ビザ・滞在許可関係の費用と規定変更の可能性
ビザや滞在許可の規定は国ごとに異なり、年ごとに変更される場合もあります。
- 学生ビザ申請料:数万円〜数十万円
- 滞在延長やビザ切り替えの追加費用
- 規定変更で必要書類や費用が増えるケース
特に長期留学を検討している人は、最新情報を大使館や公式サイトで確認しておくことが重要です。
よくある質問(FAQ)
留学費用については、多くの人が同じような疑問を抱きます。ここでは特に検索されやすい質問を整理し、実際の相場や体験談を踏まえて答えていきます。
1年間/半年でどのくらい貯金が必要?
- 半年間の語学留学なら、授業料・滞在費・生活費を含めて 80〜150万円程度 が目安です。
- 1年間の語学留学の場合は、180〜300万円前後 が相場です。
大学留学や専門課程に進む場合は、学費が上乗せされて年間400〜600万円以上になることもあります。
語学学校と大学、どちらがコストパフォーマンスが良い?
- 語学学校:授業料が安く、短期間で集中学習できる。短期の留学に向いている。
- 大学留学:学費は高いが、学位取得や専門分野の学習が可能。キャリアに直結する価値がある。

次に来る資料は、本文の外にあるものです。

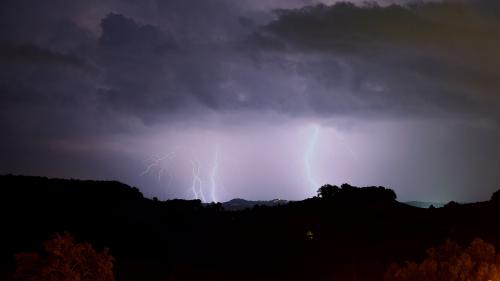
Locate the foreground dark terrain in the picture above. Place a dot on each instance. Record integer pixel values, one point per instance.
(344, 234)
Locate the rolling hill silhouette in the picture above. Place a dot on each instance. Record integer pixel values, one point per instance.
(345, 233)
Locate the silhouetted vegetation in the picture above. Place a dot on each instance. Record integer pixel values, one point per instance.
(345, 233)
(479, 261)
(349, 193)
(63, 259)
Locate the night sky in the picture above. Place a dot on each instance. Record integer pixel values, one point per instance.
(257, 99)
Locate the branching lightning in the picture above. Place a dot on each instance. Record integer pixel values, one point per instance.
(159, 162)
(311, 147)
(197, 183)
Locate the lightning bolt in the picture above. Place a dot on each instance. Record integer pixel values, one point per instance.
(197, 182)
(213, 176)
(311, 147)
(158, 162)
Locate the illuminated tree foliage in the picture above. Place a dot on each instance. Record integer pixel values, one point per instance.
(65, 260)
(450, 262)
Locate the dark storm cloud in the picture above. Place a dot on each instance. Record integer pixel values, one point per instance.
(86, 82)
(425, 58)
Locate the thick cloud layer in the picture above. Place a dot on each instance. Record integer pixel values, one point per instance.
(93, 88)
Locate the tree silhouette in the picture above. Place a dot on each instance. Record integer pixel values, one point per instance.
(65, 260)
(478, 262)
(328, 191)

「将来の目的」によってどちらがコスパが良いか変わります。資格や就職を重視するなら大学、短期的な語学力アップなら語学学校がおすすめです。
保険はどれくらいかかる?おすすめは?
海外留学保険は、国や期間によって差がありますが、
- 1か月:約1〜2万円
- 半年:約8〜12万円
- 1年:約15〜25万円
医療費が高い国(アメリカ・カナダなど)では加入必須です。現地の大学が指定する保険に加入しなければならないケースもあるため、事前確認が必要です。
留学後に返せる奨学金制度はある?
日本学生支援機構(JASSO)や地方自治体、民間財団による奨学金制度があります。
- 給付型(返済不要):競争率が高いが、負担を大きく減らせる
- 貸与型(返済あり):返済義務があるが、利子が低い場合が多い
「留学費用が高すぎて無理」と思う前に、奨学金制度を調べることが第一歩になります。
まとめ
留学費用の相場は、国・都市・期間・目的によって大きく変わります。短期の語学留学なら30〜50万円程度から始められますが、1年間の長期留学や大学進学を伴う場合は、300万円以上かかることも珍しくありません。

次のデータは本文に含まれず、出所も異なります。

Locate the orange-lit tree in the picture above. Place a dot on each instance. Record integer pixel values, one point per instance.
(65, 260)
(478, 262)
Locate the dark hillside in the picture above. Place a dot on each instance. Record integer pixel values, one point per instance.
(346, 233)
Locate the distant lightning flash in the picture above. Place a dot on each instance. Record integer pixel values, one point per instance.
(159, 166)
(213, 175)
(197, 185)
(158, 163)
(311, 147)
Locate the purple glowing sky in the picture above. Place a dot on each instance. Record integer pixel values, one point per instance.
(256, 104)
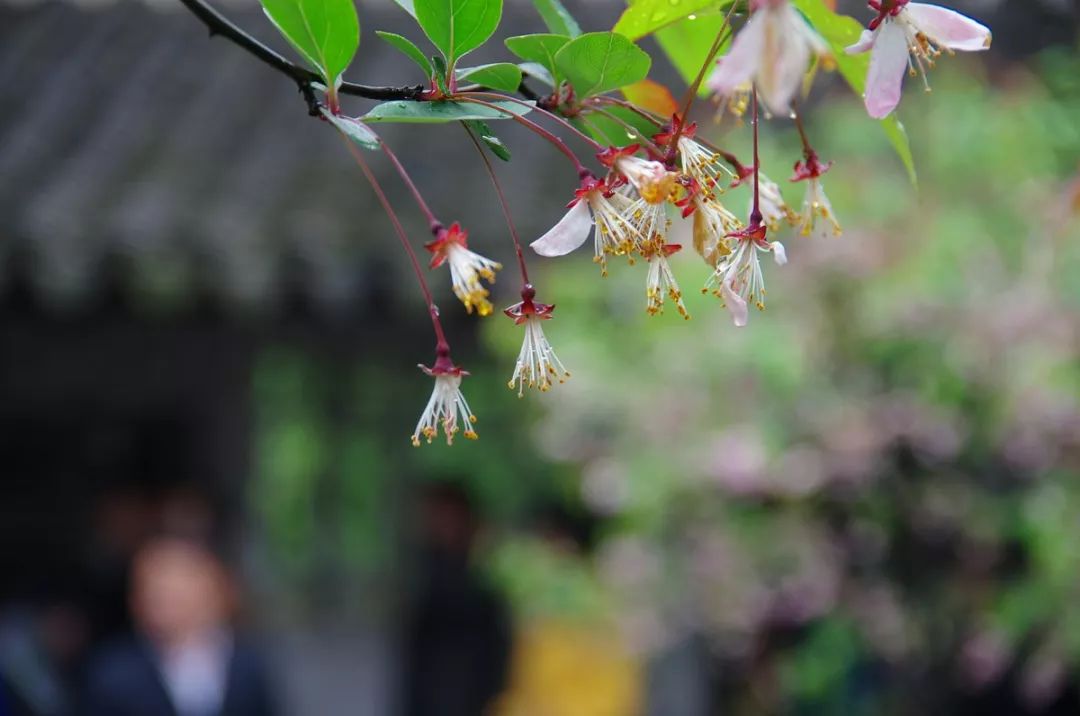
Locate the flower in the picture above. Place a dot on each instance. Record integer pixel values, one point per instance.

この記事で紹介してきたように、留学費用を構成するのは大きく分けて「学費」「滞在費」「生活費」「渡航費」「保険・ビザ関連費用」です。そして費用を大きく左右するのは、以下のポイントです。
- 行き先の国や都市(物価や学費の差)
- 留学期間の長さ
- 滞在方法(寮・ホームステイ・シェアハウスなど)
- 為替レートや物価の変動
つまり「自分の目的に合った留学スタイル」を明確にした上で、見積もりをとり、余裕をもった資金計画を立てることが成功への第一歩です。
最後に、費用を抑えるための工夫も忘れないようにしましょう。
- 滞在方法や学校選びでコストを調整する
- 現地での生活費は自炊や学割を活用して節約する
- 奨学金や助成金を調べて活用する
留学は決して安い投資ではありませんが、得られる経験や学びはお金に代えられない価値があります。しっかりと相場を理解し、賢く準備することで、安心して海外での新しい一歩を踏み出せるはずです。